The Insane Spending in the So-Called “Farm Bill”

“Farm bill” actually finances food stamps and insurance companies while taxing Christmas trees

President Obama signed the so-called Farm Bill on Friday in front of a John Deere tractor, but the legislation had little to do with agriculture. Nearly eighty percent of its funding will go to food stamps.

Why does a program with "nutrition" in its name finance junk food?
Why does a program with “nutrition” in its name finance junk food?

The Supplemental Nutrition Assistance Program, or SNAP, has seen a 358% increase in cost since 2000. Writing for Rare last week, Rebekah Johansen pointed out that the food stamp program leaks hundreds of millions of dollars a year in fraud while ironically paying for less than nutritious junk food.

Food stamps aren’t the only area where this legislation will waste colossal amounts of money. The bill continues a market access program that once funded a reality TV show in India. It will block the Agriculture Department from negotiating lower payments to insurance companies – a move expected to cost billions in lost savings. It will also impose what is effectively a new tax on Christmas trees.

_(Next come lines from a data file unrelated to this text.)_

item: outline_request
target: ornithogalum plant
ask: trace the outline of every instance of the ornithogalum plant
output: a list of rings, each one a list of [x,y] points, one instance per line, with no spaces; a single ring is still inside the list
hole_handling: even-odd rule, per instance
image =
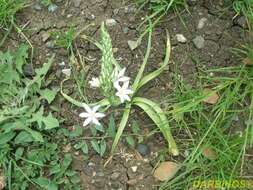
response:
[[[168,119],[163,110],[155,102],[144,97],[136,96],[138,90],[162,73],[164,68],[169,63],[170,58],[171,46],[169,35],[167,34],[166,56],[163,63],[159,69],[144,76],[143,73],[151,50],[151,25],[148,30],[149,37],[147,51],[143,59],[143,63],[132,85],[130,85],[131,79],[125,75],[126,68],[122,68],[114,59],[111,38],[109,33],[106,31],[104,24],[102,23],[101,43],[94,42],[95,45],[97,45],[97,47],[102,51],[101,72],[100,76],[92,77],[92,79],[89,81],[89,84],[92,88],[100,90],[101,94],[104,96],[104,99],[88,105],[87,103],[74,100],[70,96],[66,95],[63,90],[61,90],[61,93],[71,103],[84,108],[85,112],[80,113],[79,115],[81,118],[85,118],[83,123],[84,126],[89,124],[99,125],[99,119],[106,115],[105,113],[110,107],[117,107],[121,104],[125,104],[124,113],[113,141],[111,153],[115,151],[124,128],[126,127],[131,108],[133,106],[138,106],[147,113],[147,115],[160,129],[168,142],[169,152],[173,155],[178,155],[179,152],[173,136],[171,135]]]

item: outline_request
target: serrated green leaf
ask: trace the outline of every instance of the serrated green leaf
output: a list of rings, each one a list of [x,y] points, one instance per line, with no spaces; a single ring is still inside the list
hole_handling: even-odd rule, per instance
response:
[[[134,120],[132,122],[131,129],[132,129],[133,134],[135,134],[135,135],[140,133],[140,127],[139,127],[137,121]]]
[[[106,151],[106,142],[105,140],[102,140],[100,142],[100,156],[103,156]]]
[[[162,109],[156,103],[147,98],[135,97],[133,99],[133,104],[143,109],[143,111],[145,111],[146,114],[154,121],[167,140],[169,144],[169,151],[175,156],[178,155],[179,153],[176,142],[171,135],[169,122]]]
[[[24,153],[24,148],[19,147],[15,152],[16,160],[19,160],[19,158],[23,155],[23,153]]]
[[[116,126],[115,125],[116,124],[115,124],[114,117],[113,117],[113,115],[111,115],[110,119],[109,119],[109,126],[107,129],[107,133],[111,138],[114,138],[116,135]]]
[[[0,134],[0,145],[4,145],[11,141],[11,139],[16,135],[15,132],[10,131],[8,133],[2,133]]]
[[[71,162],[72,162],[71,154],[65,154],[62,162],[63,167],[67,169],[70,166]]]
[[[44,89],[39,91],[42,98],[46,99],[49,104],[55,99],[57,91]]]
[[[126,142],[129,144],[131,147],[135,147],[135,140],[132,136],[127,136],[126,137]]]
[[[99,144],[98,144],[97,140],[92,140],[92,141],[91,141],[91,146],[92,146],[92,148],[93,148],[98,154],[100,154],[100,147],[99,147]]]
[[[19,73],[23,73],[22,67],[26,63],[28,58],[29,46],[26,44],[21,44],[15,53],[16,69]]]
[[[95,128],[100,132],[105,132],[103,125],[95,125]]]
[[[83,146],[82,146],[82,151],[84,154],[88,154],[89,153],[89,148],[88,148],[88,144],[86,143],[86,141],[83,141]]]
[[[15,144],[28,143],[32,141],[33,141],[33,138],[32,138],[31,133],[28,133],[26,131],[21,131],[14,139]]]

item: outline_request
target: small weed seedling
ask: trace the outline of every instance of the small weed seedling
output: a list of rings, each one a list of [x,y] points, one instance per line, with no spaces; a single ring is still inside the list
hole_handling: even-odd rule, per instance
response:
[[[61,87],[62,95],[72,104],[85,109],[85,112],[80,113],[80,117],[85,118],[83,126],[91,124],[95,125],[96,128],[100,126],[99,119],[105,116],[106,111],[110,107],[117,107],[121,104],[125,104],[124,113],[114,138],[111,153],[115,151],[120,137],[122,136],[123,130],[128,122],[130,109],[132,106],[138,106],[147,113],[147,115],[160,129],[168,142],[169,152],[173,155],[178,155],[179,152],[176,143],[171,135],[169,123],[165,113],[155,102],[143,97],[136,96],[137,91],[149,81],[159,76],[168,64],[171,50],[169,36],[167,36],[166,56],[163,64],[156,71],[144,76],[144,69],[148,62],[148,57],[151,50],[152,27],[150,25],[147,51],[139,72],[133,84],[130,86],[130,78],[125,75],[126,68],[121,68],[121,66],[114,59],[111,38],[106,31],[104,24],[101,26],[101,33],[101,44],[96,43],[98,48],[102,51],[101,72],[99,77],[93,77],[89,83],[91,87],[99,89],[105,98],[99,102],[92,104],[88,104],[86,102],[82,103],[65,94]],[[93,143],[93,147],[97,146]]]
[[[21,45],[15,52],[0,51],[1,183],[12,190],[57,190],[60,186],[78,190],[78,174],[69,169],[71,155],[60,155],[55,138],[59,121],[46,106],[58,91],[45,80],[53,57],[26,77],[28,49]]]

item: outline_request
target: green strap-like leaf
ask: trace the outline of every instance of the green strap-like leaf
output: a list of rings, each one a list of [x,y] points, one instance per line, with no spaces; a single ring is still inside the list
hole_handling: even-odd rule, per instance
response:
[[[170,53],[171,53],[171,44],[170,44],[170,37],[169,37],[169,34],[167,32],[166,55],[165,55],[163,64],[161,65],[161,67],[159,69],[157,69],[157,70],[153,71],[152,73],[149,73],[148,75],[144,76],[141,79],[141,81],[139,82],[137,90],[140,89],[143,85],[147,84],[149,81],[151,81],[154,78],[156,78],[157,76],[159,76],[163,72],[164,68],[169,63]]]
[[[120,140],[120,137],[126,127],[127,120],[128,120],[129,114],[130,114],[130,109],[131,109],[131,104],[130,103],[126,104],[122,119],[119,124],[119,128],[117,130],[116,136],[115,136],[113,144],[112,144],[111,154],[114,153],[114,151],[118,145],[118,142]]]
[[[145,57],[143,59],[143,62],[142,62],[142,65],[141,65],[141,68],[139,69],[139,72],[134,80],[134,84],[133,84],[133,91],[136,92],[138,86],[139,86],[139,82],[141,81],[141,78],[143,76],[143,72],[145,70],[145,67],[146,67],[146,64],[148,62],[148,58],[149,58],[149,55],[150,55],[150,50],[151,50],[151,37],[152,37],[152,24],[150,24],[150,27],[149,27],[149,35],[148,35],[148,46],[147,46],[147,51],[146,51],[146,54],[145,54]]]
[[[146,98],[135,97],[132,103],[139,106],[147,113],[147,115],[159,127],[160,131],[163,133],[163,136],[168,141],[169,151],[175,156],[178,155],[179,153],[176,142],[171,135],[168,119],[163,113],[162,109],[156,103]]]

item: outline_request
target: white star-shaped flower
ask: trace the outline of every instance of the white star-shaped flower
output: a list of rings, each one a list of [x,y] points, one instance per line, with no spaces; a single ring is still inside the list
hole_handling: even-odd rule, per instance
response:
[[[129,94],[133,94],[134,92],[128,88],[129,82],[124,82],[122,86],[115,85],[117,89],[116,96],[120,98],[120,102],[124,103],[126,100],[130,101]]]
[[[89,84],[93,88],[98,88],[100,86],[100,81],[99,78],[97,77],[92,77],[92,79],[89,81]]]
[[[79,117],[86,118],[83,122],[83,126],[85,127],[90,123],[100,125],[98,120],[105,117],[105,114],[97,112],[100,106],[98,105],[94,106],[93,108],[90,108],[87,104],[83,104],[83,107],[86,112],[82,112],[79,114]]]
[[[114,86],[118,86],[120,82],[129,82],[130,78],[125,76],[126,68],[124,67],[120,71],[115,68],[114,70],[114,75],[115,75],[115,80],[114,80]],[[116,88],[116,87],[115,87]]]

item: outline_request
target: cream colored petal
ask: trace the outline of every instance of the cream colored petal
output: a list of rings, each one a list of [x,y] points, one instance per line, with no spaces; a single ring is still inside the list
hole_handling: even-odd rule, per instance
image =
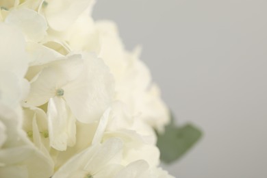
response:
[[[100,147],[100,144],[97,144],[75,155],[55,173],[53,178],[74,178],[81,174],[85,176],[88,173],[84,170],[85,164]]]
[[[28,40],[38,42],[47,34],[48,27],[45,18],[32,10],[12,10],[5,22],[18,27]]]
[[[50,144],[59,151],[65,151],[68,144],[75,142],[75,118],[69,112],[65,101],[58,97],[49,99],[47,108]]]
[[[27,103],[34,106],[44,104],[56,95],[57,90],[77,77],[84,67],[79,58],[79,55],[73,55],[68,59],[53,62],[43,68],[31,84],[26,99]]]
[[[107,124],[109,120],[111,109],[108,108],[103,114],[100,118],[99,124],[97,129],[94,134],[94,139],[92,140],[92,144],[94,144],[97,142],[100,143],[104,134],[105,129],[107,127]]]
[[[94,178],[114,178],[123,168],[124,166],[120,164],[107,165],[94,175]]]
[[[27,42],[27,51],[30,57],[30,66],[42,65],[64,58],[56,51],[36,42]]]
[[[109,164],[116,164],[120,161],[123,142],[122,140],[114,138],[105,141],[101,149],[88,160],[84,170],[96,174]]]
[[[0,177],[27,178],[29,175],[26,165],[0,166]]]
[[[0,149],[2,147],[2,145],[5,142],[7,139],[7,135],[5,134],[6,127],[5,125],[0,120]]]
[[[149,172],[149,166],[144,160],[129,164],[123,169],[116,178],[153,178]]]
[[[114,95],[114,79],[101,59],[83,54],[84,73],[64,86],[64,99],[77,119],[84,123],[99,120]]]
[[[23,77],[29,60],[23,34],[14,27],[0,22],[0,71],[8,71],[19,77]]]

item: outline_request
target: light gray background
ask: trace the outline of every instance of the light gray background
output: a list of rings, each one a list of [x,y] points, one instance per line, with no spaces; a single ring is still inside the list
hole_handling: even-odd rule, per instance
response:
[[[98,0],[181,123],[205,137],[167,169],[182,178],[267,177],[267,1]]]

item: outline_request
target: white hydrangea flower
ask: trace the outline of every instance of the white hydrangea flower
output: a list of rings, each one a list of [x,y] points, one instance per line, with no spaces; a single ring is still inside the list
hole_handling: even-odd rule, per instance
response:
[[[0,1],[1,177],[172,177],[160,91],[94,3]]]

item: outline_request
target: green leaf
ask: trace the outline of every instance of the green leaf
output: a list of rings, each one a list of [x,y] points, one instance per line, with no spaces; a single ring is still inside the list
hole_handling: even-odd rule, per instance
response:
[[[192,124],[182,127],[175,125],[173,119],[165,127],[165,133],[157,134],[157,146],[160,151],[160,160],[171,163],[186,153],[201,138],[202,132]]]

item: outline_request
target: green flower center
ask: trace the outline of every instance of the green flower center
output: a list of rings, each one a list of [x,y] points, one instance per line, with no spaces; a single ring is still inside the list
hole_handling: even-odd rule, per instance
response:
[[[85,178],[94,178],[94,176],[92,176],[91,174],[88,174]]]

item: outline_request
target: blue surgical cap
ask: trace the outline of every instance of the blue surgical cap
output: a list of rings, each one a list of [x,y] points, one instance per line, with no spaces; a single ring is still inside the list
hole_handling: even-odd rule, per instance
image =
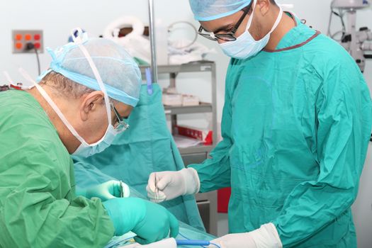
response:
[[[252,0],[189,0],[197,21],[211,21],[232,15]]]
[[[102,78],[108,96],[123,103],[135,106],[140,97],[141,72],[132,57],[120,45],[104,38],[83,36],[86,48]],[[98,83],[86,57],[74,43],[69,43],[55,51],[47,48],[52,56],[50,69],[38,81],[51,71],[60,73],[76,83],[100,91]]]

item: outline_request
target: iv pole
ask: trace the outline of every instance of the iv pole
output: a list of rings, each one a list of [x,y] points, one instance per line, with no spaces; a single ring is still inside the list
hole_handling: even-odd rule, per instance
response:
[[[152,82],[157,83],[157,64],[155,43],[155,29],[154,17],[154,0],[149,0],[150,41],[151,49],[151,73]]]

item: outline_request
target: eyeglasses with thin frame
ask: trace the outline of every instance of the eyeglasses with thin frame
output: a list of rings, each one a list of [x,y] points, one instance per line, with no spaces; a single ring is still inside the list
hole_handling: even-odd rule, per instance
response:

The Club for Growth has called the bill “a ‘Christmas Tree’ bill where there’s a gift for practically every special interest group out there with a well-connected lobbyist.”

Progressives have portrayed the bill as a fiscally conservative measure that “cuts food stamps” and will cause “a surge of hungry people.” In reality, the farm bill merely fails to maintain the obscenely high level of food stamp spending on which Democrats insisted. It will reduce the current food stamp budget by about 1 percent.